1. Denial and Isolation
The denial phase of the MCAT won’t start until you’ve taken your full length. At this stage you’ll find yourself saying things like:
“Maybe the answer key is totally wrong?” — after grading & receiving your practice score.
“Well, I’ve heard of time dilation, maybe I was in one, and that’s why I actually ran out of time” — after realizing how little time you actually have to finish the problems you’ve glanced at while doing the content review and thought “I totally got this”.
This phase usually comes after the first full length, and remains through a few practice tests when you see no improvement, and you realize the number of practice test (AAMC officials) are a limited resource:
“Brownian Motion?!?? What the expletive does this exam have to do with being a doctor?” — says a premed after no improvement from first full length exam to the second.
“Obviously this MCAT? F-THAT!” — says the bitter MCAT studying premed.
Eventually, the rage subsides and it turns into bargaining. This usually comes at the halfway point or your studies for the MCAT, the bargaining usually goes:
1. You may find yourself praying to one or more deities, for example in my case Giant Flying Spaghetti Monster.
2. You may find yourself promising you’ll be the best doctor you can be, if and only if the medical schools would ignore your future MCAT score.
3. You may find yourself recalculating your GPA several times, I mean maybe you made a mistake on the 7th re-check, and you don’t need as good a MCAT score as you first thought.
4. You’d give your right foot if only the AAMC would give you “your” best full length exam, customized for all of your strengths and non of your weaknesses.
5. You realize that points 1-4 all won’t help you, and the MCAT is actually way harder than you originally anticipated.
Okay, so it’s now sunk in — this test is hard — no, the hardest test you’ve ever taken in your life.
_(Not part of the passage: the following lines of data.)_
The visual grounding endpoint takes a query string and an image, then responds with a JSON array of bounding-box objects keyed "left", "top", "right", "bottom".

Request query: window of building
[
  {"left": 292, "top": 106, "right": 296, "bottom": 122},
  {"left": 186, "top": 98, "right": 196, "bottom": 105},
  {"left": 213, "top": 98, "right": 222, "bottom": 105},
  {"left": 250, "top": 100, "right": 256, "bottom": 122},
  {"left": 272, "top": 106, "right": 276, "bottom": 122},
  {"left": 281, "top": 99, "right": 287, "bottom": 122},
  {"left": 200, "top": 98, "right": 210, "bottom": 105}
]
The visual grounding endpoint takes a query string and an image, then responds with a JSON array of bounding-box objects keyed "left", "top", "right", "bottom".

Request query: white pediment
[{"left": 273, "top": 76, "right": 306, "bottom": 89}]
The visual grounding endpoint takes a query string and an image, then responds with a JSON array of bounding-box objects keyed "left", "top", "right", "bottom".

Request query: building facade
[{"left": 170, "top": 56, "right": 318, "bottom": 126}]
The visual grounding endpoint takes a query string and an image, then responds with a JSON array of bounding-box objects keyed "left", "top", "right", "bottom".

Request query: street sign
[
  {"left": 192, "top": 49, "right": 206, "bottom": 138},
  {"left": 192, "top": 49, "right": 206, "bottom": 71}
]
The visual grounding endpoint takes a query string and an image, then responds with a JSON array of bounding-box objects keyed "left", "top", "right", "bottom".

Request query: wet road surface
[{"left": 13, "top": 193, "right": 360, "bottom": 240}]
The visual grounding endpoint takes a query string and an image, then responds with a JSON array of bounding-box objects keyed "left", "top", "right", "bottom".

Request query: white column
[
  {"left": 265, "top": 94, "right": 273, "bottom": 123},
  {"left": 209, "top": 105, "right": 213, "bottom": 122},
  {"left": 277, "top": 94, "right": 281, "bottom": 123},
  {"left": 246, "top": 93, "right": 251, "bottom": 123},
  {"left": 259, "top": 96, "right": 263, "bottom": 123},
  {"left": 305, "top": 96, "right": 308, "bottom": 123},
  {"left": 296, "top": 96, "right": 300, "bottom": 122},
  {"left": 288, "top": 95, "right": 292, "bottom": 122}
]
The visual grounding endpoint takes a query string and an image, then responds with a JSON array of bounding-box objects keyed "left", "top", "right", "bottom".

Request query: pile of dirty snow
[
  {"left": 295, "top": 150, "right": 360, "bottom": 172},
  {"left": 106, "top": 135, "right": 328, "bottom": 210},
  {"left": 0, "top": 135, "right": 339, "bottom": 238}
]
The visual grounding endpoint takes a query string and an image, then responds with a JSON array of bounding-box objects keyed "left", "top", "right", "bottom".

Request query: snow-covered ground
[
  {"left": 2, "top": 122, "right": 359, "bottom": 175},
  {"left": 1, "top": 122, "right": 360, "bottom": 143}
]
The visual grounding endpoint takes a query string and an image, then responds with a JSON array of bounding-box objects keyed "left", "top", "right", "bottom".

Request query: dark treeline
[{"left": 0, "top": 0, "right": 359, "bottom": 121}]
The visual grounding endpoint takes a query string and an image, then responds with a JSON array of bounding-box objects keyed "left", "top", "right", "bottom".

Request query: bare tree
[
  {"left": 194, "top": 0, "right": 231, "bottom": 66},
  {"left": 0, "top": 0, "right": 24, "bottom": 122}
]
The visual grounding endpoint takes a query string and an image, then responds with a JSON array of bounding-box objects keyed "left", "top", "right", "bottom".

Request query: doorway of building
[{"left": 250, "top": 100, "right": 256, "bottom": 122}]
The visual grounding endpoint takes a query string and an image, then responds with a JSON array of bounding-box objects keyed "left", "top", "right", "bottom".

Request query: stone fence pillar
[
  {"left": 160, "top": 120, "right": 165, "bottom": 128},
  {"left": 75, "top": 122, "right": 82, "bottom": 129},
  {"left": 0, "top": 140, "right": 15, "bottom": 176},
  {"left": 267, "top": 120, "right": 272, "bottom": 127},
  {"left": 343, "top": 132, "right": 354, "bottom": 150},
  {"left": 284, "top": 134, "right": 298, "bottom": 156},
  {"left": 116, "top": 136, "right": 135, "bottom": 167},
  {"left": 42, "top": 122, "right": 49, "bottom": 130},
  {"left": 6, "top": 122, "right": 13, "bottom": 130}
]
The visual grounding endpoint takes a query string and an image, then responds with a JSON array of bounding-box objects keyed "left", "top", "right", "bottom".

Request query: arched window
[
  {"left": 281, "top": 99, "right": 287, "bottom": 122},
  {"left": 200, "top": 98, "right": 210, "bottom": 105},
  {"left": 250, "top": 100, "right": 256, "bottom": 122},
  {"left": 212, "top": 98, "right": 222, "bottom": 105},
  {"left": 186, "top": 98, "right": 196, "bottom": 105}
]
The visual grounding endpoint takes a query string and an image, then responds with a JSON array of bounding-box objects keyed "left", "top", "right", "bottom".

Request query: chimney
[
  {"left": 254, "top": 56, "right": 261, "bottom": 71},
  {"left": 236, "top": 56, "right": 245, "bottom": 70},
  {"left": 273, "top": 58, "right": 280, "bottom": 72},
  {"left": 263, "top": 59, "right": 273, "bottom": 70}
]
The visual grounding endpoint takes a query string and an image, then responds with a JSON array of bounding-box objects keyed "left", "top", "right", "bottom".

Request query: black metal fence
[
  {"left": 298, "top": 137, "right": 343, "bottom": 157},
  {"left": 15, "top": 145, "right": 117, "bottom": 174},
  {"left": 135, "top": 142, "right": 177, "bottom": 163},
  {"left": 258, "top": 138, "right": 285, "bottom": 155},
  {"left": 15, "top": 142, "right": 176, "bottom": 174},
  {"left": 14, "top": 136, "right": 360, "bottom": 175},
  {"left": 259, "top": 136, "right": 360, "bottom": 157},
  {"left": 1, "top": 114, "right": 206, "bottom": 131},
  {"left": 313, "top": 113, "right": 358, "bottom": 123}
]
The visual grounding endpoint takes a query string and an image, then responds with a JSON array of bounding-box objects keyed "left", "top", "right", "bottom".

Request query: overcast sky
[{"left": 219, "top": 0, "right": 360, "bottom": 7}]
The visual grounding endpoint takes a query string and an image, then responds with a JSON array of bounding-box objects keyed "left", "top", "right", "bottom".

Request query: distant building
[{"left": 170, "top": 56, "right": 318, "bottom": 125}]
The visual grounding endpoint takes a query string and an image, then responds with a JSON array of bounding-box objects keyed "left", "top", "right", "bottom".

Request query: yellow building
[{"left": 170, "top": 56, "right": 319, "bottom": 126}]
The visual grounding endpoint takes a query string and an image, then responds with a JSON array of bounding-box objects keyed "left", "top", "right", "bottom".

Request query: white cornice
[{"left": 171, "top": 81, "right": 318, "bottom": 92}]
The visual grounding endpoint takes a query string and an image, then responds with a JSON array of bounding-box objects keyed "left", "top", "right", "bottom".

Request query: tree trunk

This phase for me lasted a few weeks, if not months, and you may find:
1. You start to think, “Wait…maybe I can’t do this..maybe my best effort isn’t enough?”
2. You start to doubt yourself, “Maybe, if I can’t do this I’m not cut out for medical school”.
3. Hell, you might even start thumbing through alternative careers that don’t require that icky MCAT, “Hmm, well there’s always becoming a…”
4. Eventually you will start to think “Why the hell am I doing this?”, this is especially true when you see your friends living their lives, and you’re holed away like a groundhog until it’s time to take the MCAT. It will eventually start to weigh on you, like everyone else, that you’ll spend about a calender year just to take the MCAT/apply to medical school — then, it may dawn on you, if you don’t get in it’s another possible calender year. Ouch.
The key here is, will you get back on the horse?
It may be hard to believe, but eventually you should accept that this is your fate, and that well you are good enough to get into medical school. Eventually, you might even remember that the MCAT isn’t designed to keep you out, it’s designed to make sure you’d like staying in medschool. Embrace it:
The key to doing well on the MCAT is making it to this point, i.e. when you accept that the MCAT is coming + it’s that hard + it doesn’t necessarily measure your competence as a future doctor. It’s better to go ahead and move through the motions now, and know that it’s okay to doubt yourself. Learn how to pick yourself up, because medschool will be hard too, you might even fail a few things. There’s a good chance I’ll be the dumbest person in my class, and I’m okay with that, because I know now that I can pick myself up after a massive face palm (MCAT experience).
When I take my boards I’ll be sure to revisit the 5 stages, but the lessons learned from the MCAT will give me confidence to know I can walk through fire, because if I can study things I don’t care about necessarily then I know I can enjoy myself while studying for the things I actually do care about (medicine).